#ubuntu-autopilot 2015-03-02
<veebers> thomi: hey, you have a moment?
<thomi> veebers: depends
<veebers> thomi: heh, was just going to ask, what do you know about NotImplemented? I thought it was a 'normal' exception, but it's not a callable (like ValueError for instance)
<thomi> veebers: NotImplementedError is the callable
<veebers> thomi: ugh, of course, thanks :-)
#ubuntu-autopilot 2015-03-03
<thomi> barry: got a second?
<barry> thomi: about to head to a meeting in 4m
<thomi> barry: this should be fast... I'm building a deb package, and quilt is complaining about upstream source changes, but I haven't made any, and the diff it's generating (to show me the changes I made) is  http://paste.ubuntu.com/10518520/
<thomi> it thinks I modified /dev/null? wtf?

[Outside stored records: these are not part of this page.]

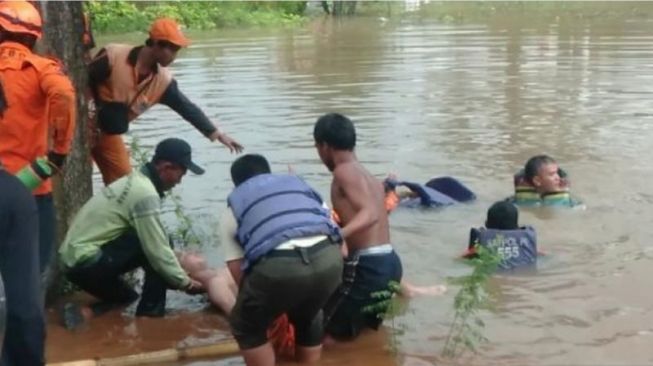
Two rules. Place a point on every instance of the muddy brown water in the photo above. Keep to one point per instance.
(471, 101)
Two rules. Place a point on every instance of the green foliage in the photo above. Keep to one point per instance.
(481, 11)
(465, 332)
(386, 306)
(119, 16)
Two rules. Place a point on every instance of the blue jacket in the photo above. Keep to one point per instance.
(271, 209)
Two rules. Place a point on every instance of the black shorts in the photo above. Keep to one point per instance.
(364, 274)
(285, 282)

<thomi> oh, or is that it's way of saying that I created an empty file?
<barry> thomi: the latter :)
<barry> thomi: maybe the test suite leaves a turd?
 * thomi rolls eyes
<thomi> yeah
<thomi> thanks :D
<thomi> thomas
<thomi> oops
<barry> thomi: np! :)
#ubuntu-autopilot 2015-03-04
<thomi> barry: I don't suppose you're still around?